This new world of COVID-19 invites me to write about topics not previously imagined or considered. For after all, in what has before felt more like normal times – even if I didn’t recognize them as such – I write about things of importance, at least from my perspective. More than that, much of my normal writing has hints of sadness and melancholy. And in these moments of today, I am reading and feeling too much of that. A small piece of me tells me not to concentrate, or spend time, on inane topics that are unimportant. Extraneous. Insignificant. Yet, the other side of my brain argues: oh, but we need those moments! And thus for today, I share some silly thoughts and remembrances to carry us onward to a next moment, one much too likely filled with sadness.
I have not belonged to a gym in years. As documented in previous blogs, I did fill many earlier life hours hanging out in weight rooms and athletic courts and fitness gyms. Sometime after completing graduate school and the arrival of Kid #1, going to a gym seemed to be simply one more thing to fit in. Plus, I tend to be frugal, avoiding paying for things I think I can do myself. For a number of years, even after kids, I forced myself to swim laps in a pool for the good of my vulnerable back, and although I diligently counted each lap, I was always too eager to climb out with that last one completed. Once I was diagnosed with osteoporosis – as mad as it made me – it gave me a great excuse to quit the pool as I acknowledged no bone building benefit to this non-weight bearing activity.
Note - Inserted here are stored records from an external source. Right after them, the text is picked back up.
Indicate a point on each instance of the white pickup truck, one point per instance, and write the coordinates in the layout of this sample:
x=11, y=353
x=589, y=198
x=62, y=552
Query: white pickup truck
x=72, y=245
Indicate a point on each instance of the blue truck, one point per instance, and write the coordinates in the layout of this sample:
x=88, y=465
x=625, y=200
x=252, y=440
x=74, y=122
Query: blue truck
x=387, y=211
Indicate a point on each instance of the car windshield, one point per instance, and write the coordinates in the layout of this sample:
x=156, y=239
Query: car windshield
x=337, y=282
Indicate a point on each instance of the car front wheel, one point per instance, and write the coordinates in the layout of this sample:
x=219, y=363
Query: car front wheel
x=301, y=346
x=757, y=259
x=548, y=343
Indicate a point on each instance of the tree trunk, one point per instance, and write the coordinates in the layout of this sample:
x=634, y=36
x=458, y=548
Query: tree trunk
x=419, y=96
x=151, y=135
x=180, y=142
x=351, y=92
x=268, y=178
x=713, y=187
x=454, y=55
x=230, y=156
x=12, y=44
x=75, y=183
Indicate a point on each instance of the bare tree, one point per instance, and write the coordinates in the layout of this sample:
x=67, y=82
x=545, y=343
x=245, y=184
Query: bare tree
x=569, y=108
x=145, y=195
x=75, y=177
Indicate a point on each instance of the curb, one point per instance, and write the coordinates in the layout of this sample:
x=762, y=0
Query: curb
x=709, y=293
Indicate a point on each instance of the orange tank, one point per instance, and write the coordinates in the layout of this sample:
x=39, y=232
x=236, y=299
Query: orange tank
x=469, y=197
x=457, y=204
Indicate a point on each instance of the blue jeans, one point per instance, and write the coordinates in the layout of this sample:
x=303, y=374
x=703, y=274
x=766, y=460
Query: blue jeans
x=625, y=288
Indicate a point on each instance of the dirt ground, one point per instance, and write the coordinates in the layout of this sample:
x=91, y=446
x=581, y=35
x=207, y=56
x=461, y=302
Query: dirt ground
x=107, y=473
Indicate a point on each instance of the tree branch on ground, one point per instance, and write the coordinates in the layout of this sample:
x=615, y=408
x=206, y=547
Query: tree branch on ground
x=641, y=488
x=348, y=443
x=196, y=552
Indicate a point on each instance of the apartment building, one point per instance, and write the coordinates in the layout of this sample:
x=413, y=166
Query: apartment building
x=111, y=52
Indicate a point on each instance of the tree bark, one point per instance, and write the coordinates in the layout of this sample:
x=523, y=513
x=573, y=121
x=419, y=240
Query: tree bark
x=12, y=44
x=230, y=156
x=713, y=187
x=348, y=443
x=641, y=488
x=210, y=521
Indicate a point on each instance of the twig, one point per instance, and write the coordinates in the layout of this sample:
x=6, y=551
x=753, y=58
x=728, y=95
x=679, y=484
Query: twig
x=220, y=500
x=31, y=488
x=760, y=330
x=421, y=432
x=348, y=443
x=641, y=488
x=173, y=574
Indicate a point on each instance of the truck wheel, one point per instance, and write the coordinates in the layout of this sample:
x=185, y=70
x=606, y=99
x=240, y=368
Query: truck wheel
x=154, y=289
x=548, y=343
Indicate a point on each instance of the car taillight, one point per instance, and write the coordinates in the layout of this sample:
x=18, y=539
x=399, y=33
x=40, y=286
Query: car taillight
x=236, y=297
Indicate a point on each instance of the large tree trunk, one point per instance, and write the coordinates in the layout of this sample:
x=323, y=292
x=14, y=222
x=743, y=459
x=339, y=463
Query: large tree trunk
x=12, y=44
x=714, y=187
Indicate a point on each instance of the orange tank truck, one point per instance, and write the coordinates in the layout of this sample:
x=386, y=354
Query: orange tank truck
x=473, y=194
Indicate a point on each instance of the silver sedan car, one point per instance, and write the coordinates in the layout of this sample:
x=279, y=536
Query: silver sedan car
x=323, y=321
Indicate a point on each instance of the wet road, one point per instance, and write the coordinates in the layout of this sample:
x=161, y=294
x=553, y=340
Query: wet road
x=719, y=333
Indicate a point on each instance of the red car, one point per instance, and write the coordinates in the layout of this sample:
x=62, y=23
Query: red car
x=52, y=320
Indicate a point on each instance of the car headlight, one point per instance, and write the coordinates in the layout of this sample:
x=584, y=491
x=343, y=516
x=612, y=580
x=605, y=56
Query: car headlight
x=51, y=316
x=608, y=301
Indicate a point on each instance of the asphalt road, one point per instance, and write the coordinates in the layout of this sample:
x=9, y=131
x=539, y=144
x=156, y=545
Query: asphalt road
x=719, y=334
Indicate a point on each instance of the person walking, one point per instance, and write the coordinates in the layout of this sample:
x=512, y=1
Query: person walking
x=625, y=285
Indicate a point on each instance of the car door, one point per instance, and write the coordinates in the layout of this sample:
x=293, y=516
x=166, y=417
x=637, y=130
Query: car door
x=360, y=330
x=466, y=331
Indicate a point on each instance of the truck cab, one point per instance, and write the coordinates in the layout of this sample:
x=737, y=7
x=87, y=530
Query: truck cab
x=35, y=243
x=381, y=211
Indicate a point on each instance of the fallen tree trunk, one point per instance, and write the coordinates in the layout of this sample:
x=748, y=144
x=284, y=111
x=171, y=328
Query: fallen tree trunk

It was in 1990, shortly after the birth of Kid #1, when I coined Dede’s Kitchen Aerobics. For after all, between New-Mom duties and a part-time work schedule: when the heck was I going to get to a gym? Plus, unlike pre-kid days, I couldn’t simply take off for a run or ride. My mind now flashes back to our Seattle home with its 1926 original kitchen, and my newly created kitchen routine. It would go, something like this: As nap time neared, I’d throw on sweat pants, sports bra and t-shirt (or probably it’s what I put on when I got up) and place Erin in the borrowed swing, set up in the kitchen, hand-cranked for five minutes or whatever was maximum “cranking time.” No internet in those days, I might turn on the radio or cassette player. This was my “warm up” as I paced around and in front of my daughter, making faces at which she would laugh, until slowly she would become heavily lidded, and drift into slumber. The moment the swing stopped it was my decisive moment of action: to carefully extract her from the swing, and place her in her crib in a bedroom equipped with an earliest model baby monitor. I’d quietly hurry back to the kitchen for my 40 minutes of moves and circles and turns, and running up and down the stairs to an unfinished basement. Always hoping she might sleep a bit longer so I could squeeze in a shower.
A few years later, different house in a different state, and now with Kid #2 and a different job, Kitchen Aerobics graduated into something that might happen on my off-work days, the girls now involved in their own play. I was not much for them to pay attention to in their early years, as it was something their weird mom had always done in the kitchen, although this kitchen now had an island allowing opportunities for more sophisticated movement: circles, skipping, grapevines. Music now came by stereo, and even CD’s before too long. For a short period I copied routines from library borrowed videos, adapting some into my own routine, but soon grew bored by watching the same athlete or celebrity repeat the same moves, donning dated workout gear. As the girls got older, I promised I would never do it in front of their friends, although a decade later – me having graduated to the era of simply not caring – at least one boyfriend caught regular glimpses of Kitchen Aerobics. During those earlier years I even closed the front blinds, not wanting neighbors getting the mail to catch a view. Today? Who cares: bring it on! Yet another advantage of the decade of the fifties for many of us: who the heck cares? In fact, we finally realize: not only do they not care, nobody notices!
After fracturing my foot almost four years ago, and during my long recovery, I took a break from Kitchen Aerobics. At one point when my foot was mostly good, I wondered whether my body might need more than the cycling and walking I was doing, Dede’s Kitchen Aerobics was resurrected. I even got my spouse to join me once or twice during particularly bad weather – although it was clearly not his thing. So now, for the past two years and mostly recovered from my Lisfranc injury, I found myself in my kitchen once or twice a week, more commonly listening to music on Pandora, or a particularly exciting podcast. With all the pandemic news, for a bit I found myself turning on the news, soon after realizing it was incompatible with this short-term reality escape.
Not long ago I missed a call from Kid #2, an almost healthcare professional now isolated in Boston. I decided to let her know that some things hadn’t changed, and sent her a short video clip of why I missed her call.
Since then, I discovered Nike’s Training Center workout app – free during this COVID-19 time. Yes, it has kicked my workout up to a new level of sophistication as I can now (attempt to) mimic the moves of great athletes like Carli Lloyd, rather than being left to my tired own routines exuding sequences from 1980s workouts. And it is, while we do the right thing of staying at home if we can, and demonstrating our thankfulness to those on the front lines, we all need to create some time each day to experience joy…and our own interpretation of inanity.